The engagement of science with religion has a history stretching back as long as science itself. The exact form that such engagement takes is shaped by a combination of factors inherent to the particular areas of scientific and religious activity involved, as well as by the prevailing historical and cultural contexts. Hong Kong is unusual in that academic scientists are more open religious ideas than the general population.

Despite this, the political, religious and scientific history of the region means that engagement between science and religion in the academy is relatively in its infancy, compared to places like Europe and North America.
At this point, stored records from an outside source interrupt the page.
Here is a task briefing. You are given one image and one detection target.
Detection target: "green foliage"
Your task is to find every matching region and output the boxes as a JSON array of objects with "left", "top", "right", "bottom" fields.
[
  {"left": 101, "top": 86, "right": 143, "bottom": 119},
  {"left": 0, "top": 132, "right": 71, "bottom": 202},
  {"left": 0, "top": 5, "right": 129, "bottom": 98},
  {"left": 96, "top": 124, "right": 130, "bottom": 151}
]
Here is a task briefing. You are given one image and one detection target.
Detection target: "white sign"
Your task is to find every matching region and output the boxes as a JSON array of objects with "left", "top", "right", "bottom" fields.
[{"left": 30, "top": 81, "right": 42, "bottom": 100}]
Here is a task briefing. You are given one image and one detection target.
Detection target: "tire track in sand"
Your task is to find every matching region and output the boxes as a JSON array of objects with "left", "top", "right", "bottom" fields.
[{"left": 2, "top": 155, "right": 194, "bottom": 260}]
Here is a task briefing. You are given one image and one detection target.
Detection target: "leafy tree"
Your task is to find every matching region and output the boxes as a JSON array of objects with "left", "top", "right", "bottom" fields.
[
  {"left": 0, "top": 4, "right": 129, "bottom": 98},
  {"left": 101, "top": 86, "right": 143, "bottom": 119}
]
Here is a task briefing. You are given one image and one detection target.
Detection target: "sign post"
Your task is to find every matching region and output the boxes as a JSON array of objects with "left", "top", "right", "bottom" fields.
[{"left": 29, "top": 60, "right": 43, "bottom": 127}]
Mike Brownnutt (KEDS student from 2011-2014) has been involved in starting up the Faith and Science Collaborative Research Forum, to develop and enrich the interactions between religion and science/engineering research in Hong Kong. Based at the University of Hong Kong, it supports and equips academics in science, engineering, theology and philosophy across Hong Kong to fruitfully connect scientific research with religious thought.

Mike has long had an interest in the relationship between science and religion. He obtained an MA in theology from the King’s Evangelical Divinity School, with his master’s thesis considering how “faith” is understood in discourses on the relationship between Christianity and science. He also has a master’s degree (MSci in physics) and a PhD (in experimental quantum mechanics) from Imperial College London. He spent eight years in Innsbruck, Austria, firstly as a post-doctoral researcher and later as an Assistant Professor, developing scalable architectures for quantum computers. He has now moved to Hong Kong as Associate Director of the Faith and Science Collaborative Research Forum.